Emory Report

September 13, 1999

 Volume 52, No. 4

An open letter to the Emory community

Dear Fellow Emory Citizens:

I take great pleasure in sending you my greetings as we enter the 1999-2000 academic year. This has been a remarkable century for Emory, and we have many reasons to celebrate and mark the arrival of the new millenium.

To help us do this, Provost Chopp and several of our deans and faculty colleagues have suggested "reconciliation" as a unifying theme to which we might give special attention in our teaching, service and research programs over the course of the next year or so. When we think about the world surrounding us, "reconciliation" might not be the first thing that comes to mind. "Ethnic cleansing" and nationalistic conflicts, violence in our streets or the persistence of racism and other forms of discrimination and injustice are more likely to be among the first items that confront us. These are, indeed, major unsolved issues to which we should devote our collective attention. I believe that reconciliation can serve as a broad rubric embracing not only these issues but also matters as varied as our own spirituality and beliefs in an era dominated by science and technology, the inequitable distribution of wealth in the world, the challenges of achieving social justice and fairness in a democratic and capitalistic society, and our relationship to the environment.
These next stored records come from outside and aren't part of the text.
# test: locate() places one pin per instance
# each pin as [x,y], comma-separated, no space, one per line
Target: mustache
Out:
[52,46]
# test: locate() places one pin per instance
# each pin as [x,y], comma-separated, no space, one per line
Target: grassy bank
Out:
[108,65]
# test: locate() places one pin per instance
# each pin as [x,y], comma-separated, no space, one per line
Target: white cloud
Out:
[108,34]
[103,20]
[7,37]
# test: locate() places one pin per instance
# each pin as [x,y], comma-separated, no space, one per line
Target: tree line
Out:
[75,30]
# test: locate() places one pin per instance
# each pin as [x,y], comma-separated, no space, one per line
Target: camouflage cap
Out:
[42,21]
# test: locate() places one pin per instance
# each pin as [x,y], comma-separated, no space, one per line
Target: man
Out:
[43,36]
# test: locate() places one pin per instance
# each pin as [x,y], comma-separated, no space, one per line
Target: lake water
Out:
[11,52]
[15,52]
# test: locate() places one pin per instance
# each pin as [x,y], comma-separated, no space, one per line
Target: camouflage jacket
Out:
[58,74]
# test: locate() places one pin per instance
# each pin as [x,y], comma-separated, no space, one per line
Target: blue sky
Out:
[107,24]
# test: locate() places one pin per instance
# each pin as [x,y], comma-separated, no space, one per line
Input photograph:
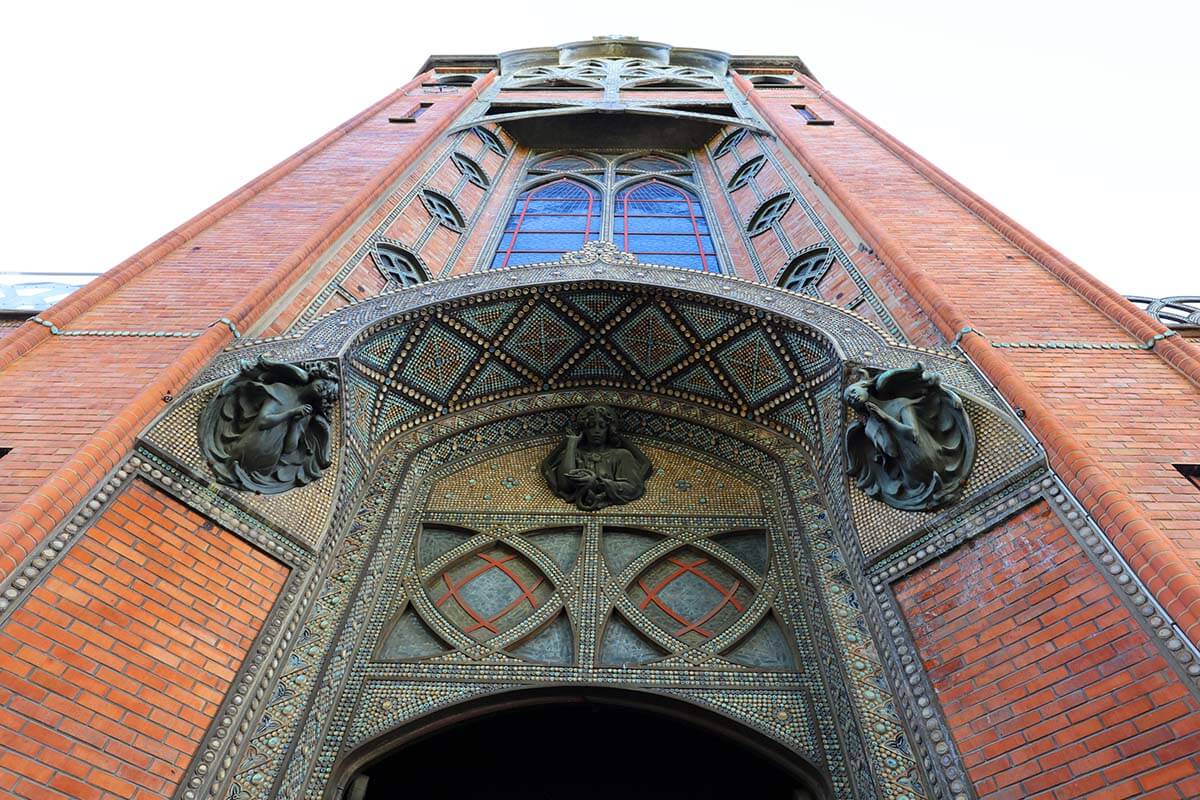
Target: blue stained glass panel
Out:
[665,224]
[547,221]
[660,224]
[671,259]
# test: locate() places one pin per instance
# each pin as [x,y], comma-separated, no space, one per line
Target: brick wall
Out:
[114,667]
[1049,685]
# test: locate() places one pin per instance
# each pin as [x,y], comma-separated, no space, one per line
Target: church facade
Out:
[613,416]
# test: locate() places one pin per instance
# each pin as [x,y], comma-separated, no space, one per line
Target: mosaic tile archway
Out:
[459,370]
[461,578]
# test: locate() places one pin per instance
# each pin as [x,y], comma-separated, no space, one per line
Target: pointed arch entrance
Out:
[583,743]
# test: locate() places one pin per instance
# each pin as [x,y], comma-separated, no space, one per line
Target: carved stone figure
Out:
[916,445]
[268,429]
[597,467]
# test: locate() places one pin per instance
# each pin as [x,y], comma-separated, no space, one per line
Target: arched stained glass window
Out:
[664,224]
[547,221]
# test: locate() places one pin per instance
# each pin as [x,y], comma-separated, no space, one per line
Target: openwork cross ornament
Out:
[913,445]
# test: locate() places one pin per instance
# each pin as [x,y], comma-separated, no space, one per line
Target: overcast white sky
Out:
[1078,119]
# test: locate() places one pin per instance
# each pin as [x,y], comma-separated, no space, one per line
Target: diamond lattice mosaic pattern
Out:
[540,338]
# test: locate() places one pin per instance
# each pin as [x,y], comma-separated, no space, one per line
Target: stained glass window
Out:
[547,221]
[664,224]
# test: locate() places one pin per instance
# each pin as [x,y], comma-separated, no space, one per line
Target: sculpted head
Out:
[857,395]
[598,423]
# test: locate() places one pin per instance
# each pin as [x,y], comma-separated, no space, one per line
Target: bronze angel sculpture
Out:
[916,445]
[597,467]
[268,429]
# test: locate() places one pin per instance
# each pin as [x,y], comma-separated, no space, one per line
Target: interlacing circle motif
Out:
[727,596]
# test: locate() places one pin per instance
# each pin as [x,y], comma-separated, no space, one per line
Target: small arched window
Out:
[664,223]
[399,265]
[768,214]
[729,143]
[471,170]
[443,209]
[547,221]
[490,140]
[805,271]
[747,172]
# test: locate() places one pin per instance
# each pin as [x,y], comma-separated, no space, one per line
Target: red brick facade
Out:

Reconciliation can also evoke more purely academic questions such as how we approach scholarly inquiry and the search for truth, how the various academic disciplines relate to one another and to the lives of our students, and how we understand the nature of the creative process itself.

Reconciliation is thus a theme that can draw us together in our work and thought, and focus our teaching, research and service activities on problems and ideas that are profoundly important and provocative, both intellectually and practically. I am pleased, therefore, to declare the academic year 2000-2001 as "The Year of Reconciliation" at Emory. In the spirit of the themes identified in Choices & Responsibility, I hope the Year of Reconciliation will provide us with many opportunities to explore together the balance between teaching, research and service in the mission of the University, and the relationships among the many disciplines of which we are comprised, and with the larger communities that we serve. I invite each of you, and the groups with which you are affiliated, to explore how this theme might shape the activities in which you are engaged, whether those be course work, public service, scholarly research or extracurricular programs. Likewise, I invite you to think about how your work and imagination may be understood to bring greater richness to the concept of reconciliation.

The centerpiece of the year will be a major symposium on reconciliation, about which you will receive information at a later time. Provost Chopp and I have appointed Chancellor Billy Frye and Professors Robert Agnew, Steve Kraftchick and John Stone to serve as co-chairs of the symposium, and we have established a steering committee and an advisory committee. While their particular responsibility is for the symposium, they have agreed to promote and coordinate other programs and activities related to the theme of reconciliation that I hope will be developed, with your encouragement and participation, across the campus during the course of the year. Some of the possibilities include special courses and seminars; town meetings with major public figures associated with Emory; a special assembly in the series of assemblies sponsored by the Association of Emory Alumni; musical, theatrical and artistic events, and so on. In addition to more purely academic activities, we hope the year might include such events as practical workshops and community projects bearing on the theme of reconciliation.

Please join me in making the "Year of Reconciliation" one in which we are united in the cause of better understanding one another and in bringing our collective knowledge into the service of the global communities with which we are engaged.